Metadata-Version: 2.1
Name: scikit_na
Version: 0.0.5
Summary: Missing Values Analysis for Data Science
Home-page: https://github.com/maximtrp/scikit-na
Author: maximtrp
Author-email: maximtrp@gmail.com
License: MIT
Description: # scikit-na
        
        [![Documentation Status](https://readthedocs.org/projects/scikit-na/badge/?version=latest)](https://scikit-na.readthedocs.io/en/latest/?badge=latest)
        [![Codacy Badge](https://app.codacy.com/project/badge/Grade/122fd9ccc0da40a4a6cfce8eac592fd2)](https://www.codacy.com/gh/maximtrp/scikit-na/dashboard?utm_source=github.com&amp;utm_medium=referral&amp;utm_content=maximtrp/scikit-na&amp;utm_campaign=Badge_Grade)
        [![Downloads](https://pepy.tech/badge/scikit-na)](https://pepy.tech/project/scikit-na)
        ![PyPI](https://img.shields.io/pypi/v/scikit-na)
        
        **scikit-na** is a Python package for missing data (NA) analysis. The package includes many functions for statistical analysis, modeling, and data visualization.
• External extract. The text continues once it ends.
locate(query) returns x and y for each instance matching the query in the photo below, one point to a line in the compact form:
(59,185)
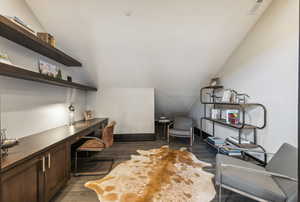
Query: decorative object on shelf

The latter is done using two packages — [matplotlib](https://matplotlib.org/) and [Altair](https://altair-viz.github.io/).
        
        ![Visualizations](https://raw.githubusercontent.com/maximtrp/scikit-na/main/img/titanic_vis.png)
        
        ## Features
        
        * Interactive report (based on [ipywidgets](https://ipywidgets.readthedocs.io/))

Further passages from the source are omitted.